Besides the influence of reservoir geological properties, the well productivity is mainly related to the oil viscosity and displacement pressure-drop whether for the vertical wells or the horizontal wells. As the Eqs. (5) and (10) shown, a lower oil viscosity and a higher pressure-drop will generate a bigger productivity. From Fig. 11, the viscosity sequence of these three oils at a given temperature is: #13161 > #13121 > #13041. For the relationship of temperature and displacement pressure-drop in vertical wells (Figs. 16, 17, 18), the threshold temperature (or the certain-productivity temperature) of oil #13161 is the highest among the three oils. The next is the oil #13121, and oil #13041 is the lowest. It is significantly related to the flowing characteristics of each one in porous media. Likewise, for the horizontal wells (Figs. 19, 20, 21), the threshold temperature (or the certain-productivity temperature) sequence of these three oils is similar to the vertical wells. From #13161 to #13041, the threshold temperature (or the certain-productivity temperature) of thermal wells reduces gradually. Under the same conditions of temperature distribution and displacement pressure-drop, the single-well productivity with a low oil viscosity (#13041) is the highest.

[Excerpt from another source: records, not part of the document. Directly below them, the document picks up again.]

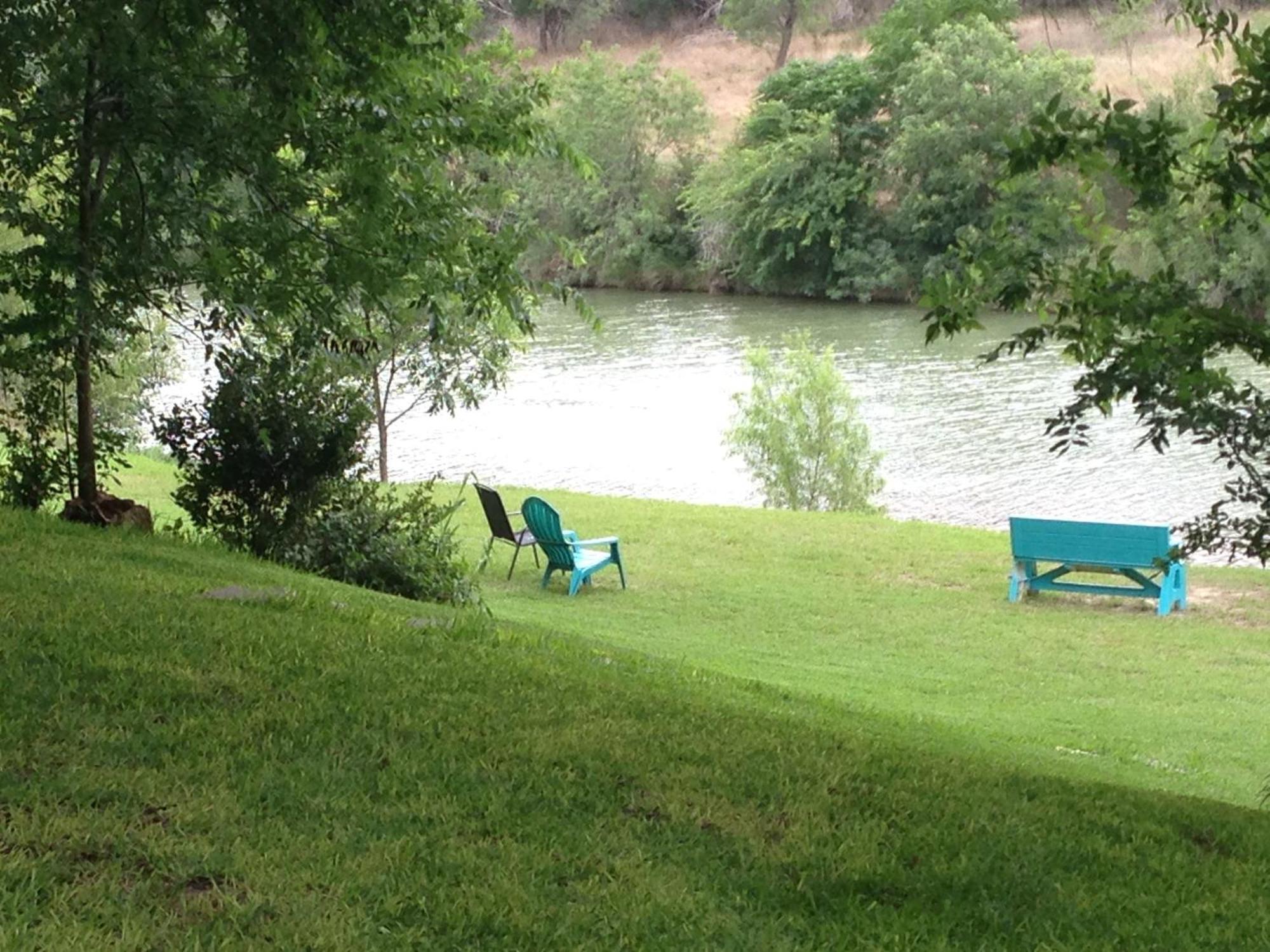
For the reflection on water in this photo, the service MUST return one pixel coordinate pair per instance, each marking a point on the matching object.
(639, 409)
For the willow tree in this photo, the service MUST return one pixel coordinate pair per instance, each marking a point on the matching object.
(260, 162)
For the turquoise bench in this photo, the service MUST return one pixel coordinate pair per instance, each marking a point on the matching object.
(1131, 552)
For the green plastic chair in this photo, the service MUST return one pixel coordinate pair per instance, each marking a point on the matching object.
(566, 553)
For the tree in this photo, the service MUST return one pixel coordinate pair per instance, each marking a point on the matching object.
(643, 135)
(907, 23)
(766, 22)
(791, 208)
(952, 106)
(1183, 360)
(557, 16)
(280, 158)
(432, 360)
(801, 435)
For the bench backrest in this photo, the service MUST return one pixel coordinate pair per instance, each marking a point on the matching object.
(1088, 543)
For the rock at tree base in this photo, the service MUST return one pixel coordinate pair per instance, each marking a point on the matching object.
(109, 511)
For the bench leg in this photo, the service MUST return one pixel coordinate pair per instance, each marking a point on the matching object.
(1018, 582)
(1173, 590)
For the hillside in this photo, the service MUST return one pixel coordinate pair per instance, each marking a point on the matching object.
(730, 72)
(312, 766)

In addition, for thermal wells, changing the well-distance between injector and producer or well pattern, we could obtain the single-well productivity at different conditions according to the Eqs. (8) and (13). Besides, from Eq. (14), the productivity differences of different well types at the same reservoir or development conditions could be also obtained. Thus, based on the described reservoir above, the predictive results show the productivity of horizontal well is about 3.09 times than vertical well. The application of thermal horizontal wells tremendously enhanced the oil recovery in heavy oil reservoirs.

Conclusions

1. Heavy crude oil is a low-temperature non-Newtonian fluid, and there exists a temperature breakpoint of flow-state transformation. The flowing of heavy oil in porous media is closely related with the temperature and pressure gradient, and there exist the TPG and threshold temperature for heavy oil during the flowing process. Heavy crude oil begins to flow only when pressure gradient is in excess of TPG. There dose not exist the TPG above the threshold temperature.

2. The curve of viscosity-temperature for heavy oil is different from the light oil, and it has the obvious property of two straight lines on semilog coordinate. The intersection point of these two lines is defined as the turning point of temperature. It differs from the temperature breakpoint from the flowing experiments of porous media.

3. With the rise of oil viscosity, the TPG of heavy oil is increased gradually. Also the influence of temperature on crude oil with a higher viscosity is more distinct than the low-viscosity oil. There exists a critical temperature. When the temperature is higher than the critical temperature, the reducing trend of TPG with the increase of temperature will slow down. That results from the damage of overlapping phenomena of asphaltenes in crude oil.

4. A new well-productivity model is established, and it considers the influence of TPG and thermal effect of heavy crude oil. It is indicated that the heavy crude oil with a larger oil-viscosity will have a higher threshold temperature (or the certain-productivity temperature) under a given displacement pressure-drop condition. And that heavy crude oil with a higher temperature will also require a low displacement pressure-drop under a given productivity.

5. In comparison with vertical wells, the application of horizontal well enlarges the contact area of wellbore and reservoirs, and it tremendously increases the oil recovery rate. Under the similar condition, the productivity of horizontal wells is about 3.09 times than that of the vertical well.